Diatriba sulle origini a parte, non può non affascinare, a distanza di secoli, quella poetica solarità che contraddistingueva la loro visione della vita, gaudente e riflessiva quanto basta, che permise loro di fondare un fiorente regno fra Umbria, Toscana e Lazio, prima di soccombere alla straripante potenza militare di Roma. Ma ancora oggi, quasi commuove la solennità dei tumuli funerari, adorni di cipressi e circondati da un silenzio antico di secoli, solenne quanto la Storia.

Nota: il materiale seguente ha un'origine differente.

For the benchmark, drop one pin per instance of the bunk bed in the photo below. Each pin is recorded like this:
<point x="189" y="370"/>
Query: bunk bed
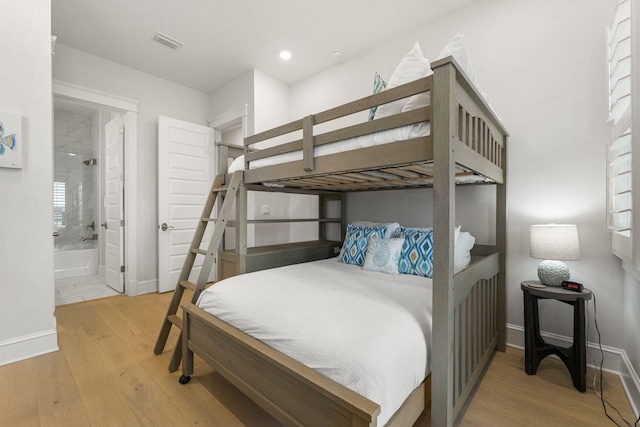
<point x="465" y="144"/>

La corposa opera di Dennis costituisce non soltanto un’importante ricostruzione della civiltà etrusca, ma fornisce anche una testimonianza storica e sociale dell’Italia di metà Ottocento, appena prima dell’Unità. Diplomatico a tempo perso, e appassionato di viaggi e di antichità, Dennis infatti amava particolarmente la Penisola, e l’impulso ad approfondire la civiltà etrusca nacque in lui dopo la visita a una mostra di antichità etrusche organizzata a Londra da due antiquari di Tuscania.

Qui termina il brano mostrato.